Só esta segunda-feira, dia 19 de Setembro, muitos alunos do ensino público verdadeiramente regressaram às aulas — apesar de o Despacho n.º 8356/2022 determinar que as “atividades educativas e letivas” (sic) deveriam iniciar entre os dias 13 e 16 de Setembro. Isto acontece porque várias escolas recorrem à solução criativa de marcar uma “apresentação” ou “reunião” no último dia do intervalo determinado pelo Ministério da Educação, empurrando o verdadeiro arranque do ano lectivo para a semana seguinte.

Esta interpretação alternativa do despacho ministerial é apenas uma das situações indesejáveis que deveriam levar a tutela a definir um dia exacto para o regresso às aulas — mesmo que esse dia variasse conforme os níveis de ensino, por forma a permitir um regresso faseado. Mas é urgente determinar um dia específico que permita as famílias (e à comunidade pedagógica) terem alguma previsibilidade.

No artigo de opinião “O estranho caso do início do ano letivo que não é”, Susana Peralta examina as questões suscitadas por este calendário flexível e mostra como outros países seguem caminhos mais profícuos. O texto cobre o essencial do que há a dizer sobre o assunto. Permito-me acrescentar algumas notas acerta do impacte deste intervalo na vida das famílias atípicas.

Um dos efeitos nefastos do intervalo proposto pelo Ministério é a impossibilidade de definir estrategicamente as férias. Este planeamento, relevante para qualquer família, constitui algo vital para pais e mães de crianças com deficiência. Se soubermos de antemão que as aulas do educando começam dia 19 de Setembro, então organizamo-nos para não trabalhar nas semanas em que há pouca oferta de campos de férias inclusivos. (Já escrevi aqui sobre o drama de encontrar actividades de tempos livres durante o período estival.) Se só somos informados na segunda semana de Setembro, resta-nos fazer uma gestão de crise. Não é preciso ser vidente para adivinhar que este cenário recorrente traz uma ansiedade desnecessária para a vida familiar, além de limitar a empregabilidade e o rendimento dos cuidadores.

A previsibilidade é um aspecto-chave de eventos importantes. É por isso que agendamos casamentos, consultas, audiências e concertos com antecedência. Precisamente porque se trata de algo relevante, inserimos aquela data específica no nosso calendário, privilegiamos aquele espaço no mapa mensal em detrimento de outras solicitações.

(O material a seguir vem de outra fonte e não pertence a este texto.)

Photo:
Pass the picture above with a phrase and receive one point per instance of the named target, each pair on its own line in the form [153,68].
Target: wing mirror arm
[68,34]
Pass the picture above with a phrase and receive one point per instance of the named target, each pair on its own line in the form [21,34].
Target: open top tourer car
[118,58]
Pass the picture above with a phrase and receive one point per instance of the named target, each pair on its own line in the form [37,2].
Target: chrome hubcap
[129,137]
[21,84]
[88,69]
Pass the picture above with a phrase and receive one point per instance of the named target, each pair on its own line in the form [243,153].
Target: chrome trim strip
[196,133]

Imaginem receber um convite que indica a realização de uma cerimónia entre os dias 13 e 16 de Setembro. Como organizar a nossa vida se não sabemos para que datas específicas devemos reservar viagem e hotel? Sendo o arranque do ano lectivo um dos eventos mais importantes na vida de um aluno (e, por extensão, da das suas famílias), é legítimo que este evento mereça, na nossa moldura sociocultural, o mesmo tratamento que outros compromissos. Sem planeamento e organização, uma família atípica sucumbe.

No caso específico das crianças autistas, a previsibilidade é também uma questão de bem-estar. Alunos no espectro tendem a beneficiar de alguma antecipação para suavizar a mudança de rotinas. Definir uma data exacta para regressar à escola seria, portanto, uma atitude respeitosa para com esta comunidade vulnerável.

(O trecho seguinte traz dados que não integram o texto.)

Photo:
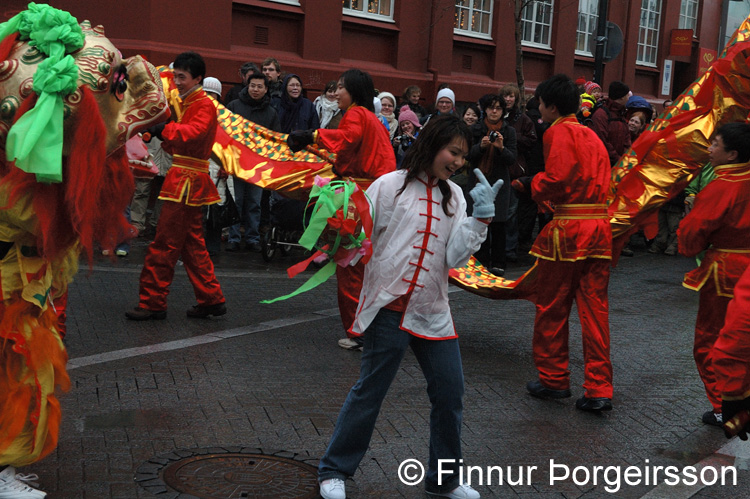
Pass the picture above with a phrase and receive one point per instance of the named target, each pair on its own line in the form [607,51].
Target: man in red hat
[187,188]
[720,224]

Desconhecendo a data exacta, os encarregados de educação têm de ir indo e vendo”, deixando para resolver em cima da hora como vão conciliar a vida profissional com a familiar nos últimos dias de férias escolares. Essa forma de estar “indo e vendo”, tão desgastante como pouco eficiente, acaba por ter um efeito em cascata em vários sectores da sociedade onde actuam pais com crianças matriculadas no ensino público. Se este modelo baseado num intervalo não serve a sociedade nem as famílias que dela fazem parte, porque insistimos em não definir uma data específica para o regresso às aulas?